Il m'a vivement intéressé, par plusieurs aspects :
- Il y a toujours un moment dans la compréhension de la nature par la science où des hypothèses non scientifiques, extérieures, doivent être ajoutées. Ici, la tentative est intéressante d'essayer de le faire avec des méthodes bouddhistes, ne faisant appel à aucun dieu.
- Les deux bases du bouddhisme, l'impermanence ou non-existence des phénomènes, et leur constitutive interdépendance, sont en remarquable accord conceptuel avec les représentations utiles à la physique contemporaine : relations d'incertitude quantiques, échanges de nombres quantiques lors des interactions de particules, etc.
- Le livre présente un débat approfondi sur la "réalité" des mathématiques : l'homme les découvre-t-il ou ne sont-elles au contraire qu'un produit de son intellect, utiles à lui seul ? La seconde hypothèse sort renforcée.
- Il pose bien le problème de la responsabilité du scientifique qui ne peut pas se laver les mains de l'usage fait de son travail. Le savoir ne produisant, hélas, pas la sagesse, il faut donc la rechercher autrement. Or, ceci notre société l'ignore, fabricante de barbarie.
- Il faut bien aussi convenir qu'en revanche le sage bouddhique, livré à lui-même n'aurait pas découvert l'ouvre-boîtes !
Ce livre est donc une invitation à compléter ce que nous savons si bien faire, comprendre et apprendre, par une autre voie de développement. Ici, c'est bien évidemment la voie bouddhique que proposent les auteurs. La réciproque serait, à mon avis, aussi recommandable. La formation scientifique de M. Ricard lui donne du poids dans le débat.
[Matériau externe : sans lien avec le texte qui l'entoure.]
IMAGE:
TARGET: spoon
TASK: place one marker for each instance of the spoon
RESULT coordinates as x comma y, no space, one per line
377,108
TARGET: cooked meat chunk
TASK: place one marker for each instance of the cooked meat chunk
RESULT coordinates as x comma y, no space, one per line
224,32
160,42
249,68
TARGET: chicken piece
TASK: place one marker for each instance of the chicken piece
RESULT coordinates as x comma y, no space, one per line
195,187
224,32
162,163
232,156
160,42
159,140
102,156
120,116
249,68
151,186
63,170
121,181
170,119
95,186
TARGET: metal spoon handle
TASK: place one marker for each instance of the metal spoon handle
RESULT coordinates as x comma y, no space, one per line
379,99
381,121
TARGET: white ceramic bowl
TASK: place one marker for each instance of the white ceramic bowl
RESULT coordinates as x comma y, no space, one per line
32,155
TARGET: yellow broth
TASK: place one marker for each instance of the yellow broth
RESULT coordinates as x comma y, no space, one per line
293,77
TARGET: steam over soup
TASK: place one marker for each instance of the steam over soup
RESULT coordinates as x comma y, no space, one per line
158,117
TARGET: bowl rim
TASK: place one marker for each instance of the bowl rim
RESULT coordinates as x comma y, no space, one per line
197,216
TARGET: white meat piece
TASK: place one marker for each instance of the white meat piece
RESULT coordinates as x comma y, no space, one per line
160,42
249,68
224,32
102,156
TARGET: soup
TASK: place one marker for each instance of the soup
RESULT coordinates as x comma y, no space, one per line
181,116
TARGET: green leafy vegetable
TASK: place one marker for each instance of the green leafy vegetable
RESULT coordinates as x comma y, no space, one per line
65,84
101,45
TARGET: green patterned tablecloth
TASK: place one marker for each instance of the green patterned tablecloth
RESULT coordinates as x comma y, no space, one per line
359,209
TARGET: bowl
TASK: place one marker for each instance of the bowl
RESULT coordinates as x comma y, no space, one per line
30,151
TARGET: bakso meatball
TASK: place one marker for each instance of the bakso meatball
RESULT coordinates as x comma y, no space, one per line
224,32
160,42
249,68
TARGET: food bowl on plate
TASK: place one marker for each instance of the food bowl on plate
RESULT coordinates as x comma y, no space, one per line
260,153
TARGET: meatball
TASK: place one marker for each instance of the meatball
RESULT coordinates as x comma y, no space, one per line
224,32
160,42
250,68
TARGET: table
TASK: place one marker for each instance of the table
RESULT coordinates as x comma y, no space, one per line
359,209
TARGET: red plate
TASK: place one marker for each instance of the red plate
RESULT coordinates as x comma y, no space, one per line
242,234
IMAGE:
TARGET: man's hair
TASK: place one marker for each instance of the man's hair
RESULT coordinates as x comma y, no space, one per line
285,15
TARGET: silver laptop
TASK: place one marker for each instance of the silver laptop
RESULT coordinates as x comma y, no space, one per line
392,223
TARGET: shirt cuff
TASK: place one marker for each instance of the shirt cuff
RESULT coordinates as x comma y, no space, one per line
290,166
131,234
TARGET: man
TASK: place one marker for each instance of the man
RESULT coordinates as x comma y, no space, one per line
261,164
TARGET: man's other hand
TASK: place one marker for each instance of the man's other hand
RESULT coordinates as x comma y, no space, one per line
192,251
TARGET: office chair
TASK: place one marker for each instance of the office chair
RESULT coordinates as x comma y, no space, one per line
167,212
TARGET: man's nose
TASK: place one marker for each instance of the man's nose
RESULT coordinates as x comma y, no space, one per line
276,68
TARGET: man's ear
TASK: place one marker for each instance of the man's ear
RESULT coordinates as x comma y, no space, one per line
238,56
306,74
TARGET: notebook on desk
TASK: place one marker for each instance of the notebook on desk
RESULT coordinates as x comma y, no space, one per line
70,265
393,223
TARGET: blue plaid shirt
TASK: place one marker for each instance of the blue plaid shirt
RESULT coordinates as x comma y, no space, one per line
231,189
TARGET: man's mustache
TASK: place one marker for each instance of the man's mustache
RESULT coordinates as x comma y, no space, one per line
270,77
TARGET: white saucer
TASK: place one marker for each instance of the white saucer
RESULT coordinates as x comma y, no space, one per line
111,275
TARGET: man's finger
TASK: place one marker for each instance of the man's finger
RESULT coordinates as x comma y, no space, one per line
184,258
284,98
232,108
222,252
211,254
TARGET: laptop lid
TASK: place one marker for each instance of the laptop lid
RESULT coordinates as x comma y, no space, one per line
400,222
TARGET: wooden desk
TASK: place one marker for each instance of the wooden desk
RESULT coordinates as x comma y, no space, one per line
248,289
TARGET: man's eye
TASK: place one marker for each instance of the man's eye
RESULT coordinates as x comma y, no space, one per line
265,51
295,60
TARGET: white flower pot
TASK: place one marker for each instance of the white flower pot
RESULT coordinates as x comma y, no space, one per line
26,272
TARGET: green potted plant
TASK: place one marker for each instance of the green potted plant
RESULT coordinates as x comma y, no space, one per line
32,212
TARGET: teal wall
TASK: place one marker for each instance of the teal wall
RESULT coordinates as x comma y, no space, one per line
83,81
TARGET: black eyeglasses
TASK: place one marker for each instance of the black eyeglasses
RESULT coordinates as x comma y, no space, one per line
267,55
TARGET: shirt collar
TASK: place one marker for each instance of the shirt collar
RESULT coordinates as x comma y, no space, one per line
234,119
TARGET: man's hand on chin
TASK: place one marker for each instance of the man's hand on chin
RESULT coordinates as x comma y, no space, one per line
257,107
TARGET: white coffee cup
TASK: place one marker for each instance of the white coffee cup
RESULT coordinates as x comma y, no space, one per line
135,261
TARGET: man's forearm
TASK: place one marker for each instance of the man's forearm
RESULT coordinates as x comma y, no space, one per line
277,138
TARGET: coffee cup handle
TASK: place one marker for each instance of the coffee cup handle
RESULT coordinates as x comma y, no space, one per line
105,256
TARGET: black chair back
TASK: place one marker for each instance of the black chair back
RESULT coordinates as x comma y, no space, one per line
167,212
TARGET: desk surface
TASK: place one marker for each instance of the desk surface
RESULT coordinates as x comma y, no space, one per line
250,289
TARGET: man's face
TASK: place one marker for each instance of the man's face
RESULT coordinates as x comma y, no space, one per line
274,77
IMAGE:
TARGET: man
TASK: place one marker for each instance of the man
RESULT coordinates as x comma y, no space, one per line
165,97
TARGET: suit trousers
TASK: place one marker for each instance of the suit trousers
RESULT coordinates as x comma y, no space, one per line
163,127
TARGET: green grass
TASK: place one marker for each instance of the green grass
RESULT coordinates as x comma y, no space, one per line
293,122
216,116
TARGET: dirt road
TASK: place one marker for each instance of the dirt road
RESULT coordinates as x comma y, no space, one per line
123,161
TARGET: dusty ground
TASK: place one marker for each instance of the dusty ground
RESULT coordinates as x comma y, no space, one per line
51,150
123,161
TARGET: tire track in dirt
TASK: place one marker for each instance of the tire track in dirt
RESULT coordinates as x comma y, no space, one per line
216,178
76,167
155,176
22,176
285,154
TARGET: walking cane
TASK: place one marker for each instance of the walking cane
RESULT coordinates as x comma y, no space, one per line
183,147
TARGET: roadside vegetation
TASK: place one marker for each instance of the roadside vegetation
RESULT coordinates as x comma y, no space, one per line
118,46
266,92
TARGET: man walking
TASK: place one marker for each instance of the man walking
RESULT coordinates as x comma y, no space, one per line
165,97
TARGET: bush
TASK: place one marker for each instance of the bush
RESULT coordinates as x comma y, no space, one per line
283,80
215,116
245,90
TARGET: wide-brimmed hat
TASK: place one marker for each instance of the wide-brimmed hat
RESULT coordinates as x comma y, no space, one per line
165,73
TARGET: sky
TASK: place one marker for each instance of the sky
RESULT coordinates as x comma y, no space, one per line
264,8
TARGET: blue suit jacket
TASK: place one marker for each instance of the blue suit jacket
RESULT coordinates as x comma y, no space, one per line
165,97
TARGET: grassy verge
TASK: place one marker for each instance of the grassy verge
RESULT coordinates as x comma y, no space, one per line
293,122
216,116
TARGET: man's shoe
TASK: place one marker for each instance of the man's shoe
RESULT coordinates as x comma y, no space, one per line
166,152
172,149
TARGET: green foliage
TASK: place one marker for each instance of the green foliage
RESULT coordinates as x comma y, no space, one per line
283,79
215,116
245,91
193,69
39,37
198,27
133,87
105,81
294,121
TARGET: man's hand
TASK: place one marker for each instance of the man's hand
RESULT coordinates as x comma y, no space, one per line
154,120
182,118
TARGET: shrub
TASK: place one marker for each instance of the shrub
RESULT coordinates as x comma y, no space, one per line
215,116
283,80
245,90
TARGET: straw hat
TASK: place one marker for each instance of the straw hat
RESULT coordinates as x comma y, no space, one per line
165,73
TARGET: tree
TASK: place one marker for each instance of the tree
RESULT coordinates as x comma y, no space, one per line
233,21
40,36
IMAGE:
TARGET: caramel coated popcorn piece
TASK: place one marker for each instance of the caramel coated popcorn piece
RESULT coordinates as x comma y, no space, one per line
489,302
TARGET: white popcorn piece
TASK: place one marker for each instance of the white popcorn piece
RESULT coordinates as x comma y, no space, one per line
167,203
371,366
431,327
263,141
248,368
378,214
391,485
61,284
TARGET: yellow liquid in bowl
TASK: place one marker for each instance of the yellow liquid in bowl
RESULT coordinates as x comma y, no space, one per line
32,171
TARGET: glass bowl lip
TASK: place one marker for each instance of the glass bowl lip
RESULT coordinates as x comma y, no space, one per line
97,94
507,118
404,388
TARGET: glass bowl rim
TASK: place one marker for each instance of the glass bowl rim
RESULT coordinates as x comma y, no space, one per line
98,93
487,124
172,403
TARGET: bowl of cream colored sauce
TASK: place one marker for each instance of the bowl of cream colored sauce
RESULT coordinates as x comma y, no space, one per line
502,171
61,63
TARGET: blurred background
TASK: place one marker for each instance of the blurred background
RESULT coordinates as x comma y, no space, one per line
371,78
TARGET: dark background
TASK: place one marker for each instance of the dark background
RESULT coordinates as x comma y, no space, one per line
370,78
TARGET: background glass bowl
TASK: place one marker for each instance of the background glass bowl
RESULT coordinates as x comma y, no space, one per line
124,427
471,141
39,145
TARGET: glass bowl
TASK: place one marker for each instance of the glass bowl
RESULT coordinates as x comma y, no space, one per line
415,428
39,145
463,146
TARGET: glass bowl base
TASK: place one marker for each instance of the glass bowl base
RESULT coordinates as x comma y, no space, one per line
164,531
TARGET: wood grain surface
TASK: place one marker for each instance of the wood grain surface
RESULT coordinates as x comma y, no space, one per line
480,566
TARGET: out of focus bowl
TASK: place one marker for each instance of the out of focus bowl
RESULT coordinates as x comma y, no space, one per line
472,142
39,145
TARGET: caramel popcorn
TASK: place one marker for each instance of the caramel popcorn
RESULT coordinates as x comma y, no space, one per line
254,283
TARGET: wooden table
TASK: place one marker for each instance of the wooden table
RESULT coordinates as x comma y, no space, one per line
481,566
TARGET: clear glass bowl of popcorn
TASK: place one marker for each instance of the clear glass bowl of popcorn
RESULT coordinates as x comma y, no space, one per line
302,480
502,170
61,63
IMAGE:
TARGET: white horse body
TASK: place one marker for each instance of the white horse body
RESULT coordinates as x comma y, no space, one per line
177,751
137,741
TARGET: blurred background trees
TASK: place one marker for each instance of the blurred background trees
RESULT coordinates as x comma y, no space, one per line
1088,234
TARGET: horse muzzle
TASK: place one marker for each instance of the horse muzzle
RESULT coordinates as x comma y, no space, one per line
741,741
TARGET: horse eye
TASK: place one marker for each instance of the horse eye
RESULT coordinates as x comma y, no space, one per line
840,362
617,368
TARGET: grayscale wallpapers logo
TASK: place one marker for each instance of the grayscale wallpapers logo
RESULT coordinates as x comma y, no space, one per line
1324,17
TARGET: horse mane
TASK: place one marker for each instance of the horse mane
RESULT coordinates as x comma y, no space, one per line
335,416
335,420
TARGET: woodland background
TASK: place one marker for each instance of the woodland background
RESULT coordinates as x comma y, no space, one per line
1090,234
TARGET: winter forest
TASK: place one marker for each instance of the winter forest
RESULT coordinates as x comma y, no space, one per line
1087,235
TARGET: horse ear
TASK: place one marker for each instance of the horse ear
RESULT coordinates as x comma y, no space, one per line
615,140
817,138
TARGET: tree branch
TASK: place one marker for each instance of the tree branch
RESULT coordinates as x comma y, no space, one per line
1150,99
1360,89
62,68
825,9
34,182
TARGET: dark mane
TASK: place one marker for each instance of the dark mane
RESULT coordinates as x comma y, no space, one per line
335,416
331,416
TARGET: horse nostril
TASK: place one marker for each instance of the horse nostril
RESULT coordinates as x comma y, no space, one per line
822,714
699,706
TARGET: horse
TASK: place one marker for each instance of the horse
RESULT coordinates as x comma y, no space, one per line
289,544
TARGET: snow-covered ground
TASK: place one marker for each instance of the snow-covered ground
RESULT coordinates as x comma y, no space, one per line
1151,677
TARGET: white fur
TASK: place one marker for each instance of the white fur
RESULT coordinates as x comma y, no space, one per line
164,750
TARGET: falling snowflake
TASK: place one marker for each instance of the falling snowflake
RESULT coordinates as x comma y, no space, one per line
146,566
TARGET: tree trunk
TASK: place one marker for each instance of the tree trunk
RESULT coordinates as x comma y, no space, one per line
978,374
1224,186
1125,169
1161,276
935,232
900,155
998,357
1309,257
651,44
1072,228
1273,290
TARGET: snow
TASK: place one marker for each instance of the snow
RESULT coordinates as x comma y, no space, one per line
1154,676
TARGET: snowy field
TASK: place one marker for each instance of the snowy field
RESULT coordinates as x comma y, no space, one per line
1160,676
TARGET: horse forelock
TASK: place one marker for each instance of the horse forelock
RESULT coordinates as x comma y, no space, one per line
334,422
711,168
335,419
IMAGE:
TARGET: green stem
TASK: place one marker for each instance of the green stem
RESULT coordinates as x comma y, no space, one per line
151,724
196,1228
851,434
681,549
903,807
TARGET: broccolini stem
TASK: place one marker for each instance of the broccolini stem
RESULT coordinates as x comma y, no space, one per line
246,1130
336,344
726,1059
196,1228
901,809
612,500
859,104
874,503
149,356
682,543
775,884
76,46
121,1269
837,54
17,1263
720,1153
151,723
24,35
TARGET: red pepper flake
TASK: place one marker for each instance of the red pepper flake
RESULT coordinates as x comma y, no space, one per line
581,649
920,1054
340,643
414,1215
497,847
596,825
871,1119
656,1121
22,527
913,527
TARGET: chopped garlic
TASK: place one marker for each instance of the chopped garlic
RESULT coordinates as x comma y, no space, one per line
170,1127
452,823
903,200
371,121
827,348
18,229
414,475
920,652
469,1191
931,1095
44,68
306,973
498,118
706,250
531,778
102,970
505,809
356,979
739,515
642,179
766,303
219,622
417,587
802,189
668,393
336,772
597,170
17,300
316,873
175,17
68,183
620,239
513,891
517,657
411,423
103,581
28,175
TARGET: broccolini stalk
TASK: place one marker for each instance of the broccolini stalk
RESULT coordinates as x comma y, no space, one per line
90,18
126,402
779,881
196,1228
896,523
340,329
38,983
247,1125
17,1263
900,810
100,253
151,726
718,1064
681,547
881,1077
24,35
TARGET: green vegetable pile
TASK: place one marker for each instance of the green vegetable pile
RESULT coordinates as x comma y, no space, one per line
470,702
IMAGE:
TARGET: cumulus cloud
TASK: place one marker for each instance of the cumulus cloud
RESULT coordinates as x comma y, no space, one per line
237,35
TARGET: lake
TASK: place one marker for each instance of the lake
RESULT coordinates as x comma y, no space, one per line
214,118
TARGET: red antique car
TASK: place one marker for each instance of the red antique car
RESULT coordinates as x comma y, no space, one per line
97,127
Ce livre passionnant (au moins pour moi qui en comprends le contenu scientifique, et en partie le bouddhique) laisse cependant dans l'ombre la question sans réponse du fossé qui sépare ceux "qui savent" de la masse qui ignore et continuera d'ignorer, avec les conséquences sociales et économiques de ce fait. L'échelle du savoir est un facteur de division des hommes. Quelles seraient les voies d'investigation possibles ? Celle de E. Jünger, par exemple ?
Livre difficile, mais qui fait réfléchir.